Joan Rom / Bruno Ollé Antagonistic proposals at the Fundació Suñol
B-GUIDED #56 WINTER 2013
By: Joan Morey

 

Fundació Suñol hosts a monographic exhibition by Joan Rom (Barcelona, 1954) going on till January 25th 2014. Under the title “E.R.T.” (meaning something rigid, closed and circumscribed) establishes an itinerary through the artist’s work from between 1986 till 1996. All the works in the exhibition belong to that period, as Joan Rom decided to abandon his artistic career in the late nineties. He continues to work with the arts as a teacher and viewer, although these latest aspects are perhaps not important biographical appendices for this exhibition in which the power and strength of the fifty-one selected pieces is clearly legible. The exhibition includes sculptures, installations, drawings and photographs. In each of the rooms a specific facet of the work is considered together with its influence and impact on the Catalan artistic movements of that decade.

Joan Rom’s training and artistic activity coincided with a period of intense cultural dynamism throughout Spain, caused primarily by the end of the Franco regime and the political and social openness of that time. The country then opened itself up to artistic events going on in the rest of Europe and the United States, where the creative ferment generated far-reaching artistic movements. As a result, the work of Joan Rom was influenced by Arte Póvera (poor art, an art current form the 60s/70s), the conceptual and the minimal, but in turn distanced itself from such movements while in practice the works are more poetical in tone. The pieces are multifaceted compositions (including timber, wool, leather, rubber, paper ...) found objects (from which he obtained these materials) and waste material (which takes on new meanings) to which he lends a poetic dimension and new meaning.

Joan Rom, challenging accepted conventions of the time, incorporated certain mechanisms within the work such as the act of collecting materials, the notion of chance and new ways of dealing with objects belonging to other disciplines. In this way he dissects and reorganizes in order to retain the object’s memory but transforming and highlighting essential aspects of its form. Focusing on the sober treatment of language, Joan Rom produced a body of work that shifts between figuration and abstraction in which the viewer can wander easily without having to understand exactly what the artist is communicating.

In parallel Fundació Suñol presents the “Hoy es siempre todavía” exhibition by Bruno Ollé (Barcelona, 1983) at its Nivell Zero gallery. The brief career of this artist is significant within the context of this proposal, which does not limit itself to the gallery interior but extends beyond to the annex courtyard.
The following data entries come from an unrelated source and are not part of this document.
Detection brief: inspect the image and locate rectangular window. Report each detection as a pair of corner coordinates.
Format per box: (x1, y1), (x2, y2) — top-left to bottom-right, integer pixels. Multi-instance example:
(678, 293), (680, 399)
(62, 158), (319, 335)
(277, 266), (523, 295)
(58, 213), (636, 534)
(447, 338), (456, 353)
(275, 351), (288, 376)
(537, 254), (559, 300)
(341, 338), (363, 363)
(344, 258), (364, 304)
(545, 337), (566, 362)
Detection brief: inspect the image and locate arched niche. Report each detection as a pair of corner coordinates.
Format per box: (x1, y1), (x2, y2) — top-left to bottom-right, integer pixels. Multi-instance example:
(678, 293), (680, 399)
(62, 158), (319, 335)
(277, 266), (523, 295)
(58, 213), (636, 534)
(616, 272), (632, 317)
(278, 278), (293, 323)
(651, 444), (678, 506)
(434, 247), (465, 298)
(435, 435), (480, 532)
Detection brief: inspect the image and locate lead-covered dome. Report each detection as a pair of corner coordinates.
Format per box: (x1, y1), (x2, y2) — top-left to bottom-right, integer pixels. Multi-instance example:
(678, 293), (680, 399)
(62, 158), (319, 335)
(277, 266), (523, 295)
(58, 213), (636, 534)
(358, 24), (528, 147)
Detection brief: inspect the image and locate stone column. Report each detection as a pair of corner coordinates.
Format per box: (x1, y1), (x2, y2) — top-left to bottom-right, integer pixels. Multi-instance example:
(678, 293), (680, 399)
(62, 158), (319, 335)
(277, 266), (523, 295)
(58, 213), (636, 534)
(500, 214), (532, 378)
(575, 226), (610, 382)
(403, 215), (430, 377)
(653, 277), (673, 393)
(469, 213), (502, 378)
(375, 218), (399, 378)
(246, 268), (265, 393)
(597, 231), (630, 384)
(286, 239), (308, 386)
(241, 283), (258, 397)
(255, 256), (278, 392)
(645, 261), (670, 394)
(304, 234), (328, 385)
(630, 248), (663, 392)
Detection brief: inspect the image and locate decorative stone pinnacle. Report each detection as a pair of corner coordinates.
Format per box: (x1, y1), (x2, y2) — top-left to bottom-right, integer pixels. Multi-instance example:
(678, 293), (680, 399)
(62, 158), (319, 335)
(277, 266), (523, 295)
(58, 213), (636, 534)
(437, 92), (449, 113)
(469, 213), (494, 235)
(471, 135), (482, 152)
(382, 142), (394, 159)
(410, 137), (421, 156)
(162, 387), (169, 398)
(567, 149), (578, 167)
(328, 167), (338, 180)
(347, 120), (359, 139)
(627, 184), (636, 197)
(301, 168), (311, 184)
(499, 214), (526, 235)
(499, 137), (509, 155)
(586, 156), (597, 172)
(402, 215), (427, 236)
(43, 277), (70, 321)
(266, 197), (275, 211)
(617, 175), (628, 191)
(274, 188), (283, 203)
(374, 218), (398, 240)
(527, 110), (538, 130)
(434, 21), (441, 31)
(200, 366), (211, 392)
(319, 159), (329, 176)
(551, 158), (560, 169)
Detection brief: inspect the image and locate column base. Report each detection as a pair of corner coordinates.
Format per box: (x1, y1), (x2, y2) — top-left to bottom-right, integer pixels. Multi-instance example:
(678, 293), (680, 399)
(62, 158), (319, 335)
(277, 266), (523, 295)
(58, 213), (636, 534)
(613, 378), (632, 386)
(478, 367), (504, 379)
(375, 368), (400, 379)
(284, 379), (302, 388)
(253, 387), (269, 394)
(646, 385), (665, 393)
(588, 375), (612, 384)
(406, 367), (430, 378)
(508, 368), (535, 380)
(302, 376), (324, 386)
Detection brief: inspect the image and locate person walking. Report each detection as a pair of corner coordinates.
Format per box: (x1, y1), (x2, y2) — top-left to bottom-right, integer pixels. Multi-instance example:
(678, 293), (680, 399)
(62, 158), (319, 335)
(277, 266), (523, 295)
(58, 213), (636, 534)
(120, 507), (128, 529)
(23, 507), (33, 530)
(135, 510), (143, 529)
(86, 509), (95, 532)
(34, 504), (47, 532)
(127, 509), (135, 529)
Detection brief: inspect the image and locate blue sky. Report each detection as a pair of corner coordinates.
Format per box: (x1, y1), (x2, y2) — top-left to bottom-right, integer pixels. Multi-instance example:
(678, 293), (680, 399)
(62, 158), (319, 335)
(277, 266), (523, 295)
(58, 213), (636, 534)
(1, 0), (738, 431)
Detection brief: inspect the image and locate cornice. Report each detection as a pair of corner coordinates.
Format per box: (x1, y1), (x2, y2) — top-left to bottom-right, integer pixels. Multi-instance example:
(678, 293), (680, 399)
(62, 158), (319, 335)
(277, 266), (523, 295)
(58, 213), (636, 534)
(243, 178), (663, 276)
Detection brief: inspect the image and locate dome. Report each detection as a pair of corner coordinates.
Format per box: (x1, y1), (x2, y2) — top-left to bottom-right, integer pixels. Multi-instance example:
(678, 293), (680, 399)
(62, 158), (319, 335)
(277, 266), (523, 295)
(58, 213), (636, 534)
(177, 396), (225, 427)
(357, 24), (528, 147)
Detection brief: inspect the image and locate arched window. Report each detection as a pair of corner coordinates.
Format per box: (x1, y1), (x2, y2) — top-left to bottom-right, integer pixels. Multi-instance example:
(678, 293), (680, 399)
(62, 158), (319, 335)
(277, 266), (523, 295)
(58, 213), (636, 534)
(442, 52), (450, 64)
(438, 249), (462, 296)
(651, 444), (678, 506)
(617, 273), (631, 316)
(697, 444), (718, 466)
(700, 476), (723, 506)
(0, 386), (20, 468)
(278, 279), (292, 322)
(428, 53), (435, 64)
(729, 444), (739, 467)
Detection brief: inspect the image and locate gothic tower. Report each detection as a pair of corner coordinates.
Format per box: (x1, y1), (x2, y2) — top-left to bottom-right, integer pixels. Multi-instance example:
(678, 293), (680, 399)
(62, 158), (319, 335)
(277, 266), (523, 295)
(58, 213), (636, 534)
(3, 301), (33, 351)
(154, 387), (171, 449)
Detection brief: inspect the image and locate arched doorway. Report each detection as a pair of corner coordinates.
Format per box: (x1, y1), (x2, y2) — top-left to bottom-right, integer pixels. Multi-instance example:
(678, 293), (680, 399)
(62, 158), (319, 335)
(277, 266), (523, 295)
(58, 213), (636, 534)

To do so a wooden structure like a fence divides the room and the courtyard into two, creating a new situational exhibition. This site-specific installation examines the ability of an element to drastically change the preconceived idea of a space or landscape. In this case, the impact on the Nivell Zero gallery space which undermines the idea of the 'white cube' as a container for work which is forced out of the space, which at the same time neutralizes our expectations of the space and what we will find therein.

Various sculptures made from assorted materials are organised along this new route, based on the strategic intervention, some of which are found objects and others somewhere between sculpture, installation and drawn-out painting. As noted by Bruno Ollé “giving oneself to an artwork means leaving your fears behind. It also means reading between the lines. To escape scientific and theoretical certainties, accepting error which in some ways is more accurate. The work is generated from the assemblage of disjointed images allowing dreams to be constructed from them.” This way the artist gets to explore, build and draw from such principles, in his anxiety to change and de-contextualise their environment finding the very mechanisms he uses to establish his language.

On the other hand, and more conventionally, drawings from the series Temporal continuo are also presented which the artist undertakes regularly as if it were a visual diary. The exploration of line and space presented here within the three dimensionality of the room saturates the paper. With these pencil drawings including sketches, ideas, or simple lines we are provided with visual aids in order to help us understand how the artist views form and space. These drawings are the testimony of a particular time and, while at the same time, a work which extyends indefinitely through its biographical strokes, minimal architectural representations and studies of display.

This unusual exhibition highlighting Bruno Ollé’s subtle way of doing things contrasts greatly with the power and historical precedent of Joan Rom. Two exhibitions featuring the work of two artists who are completely different but who employ similar techniques, materials and means of production, albeit for very different reasons. Establishing links between the work of Joan Rom and Bruno Ollé goes beyond their formal similarities. It makes sense now that both artists can be appreciated under the curatorship and artistic philosophy of the Fundació Suñol but it’s probably even more interesting to see how their respective careers were forged during uncertain times for the art world.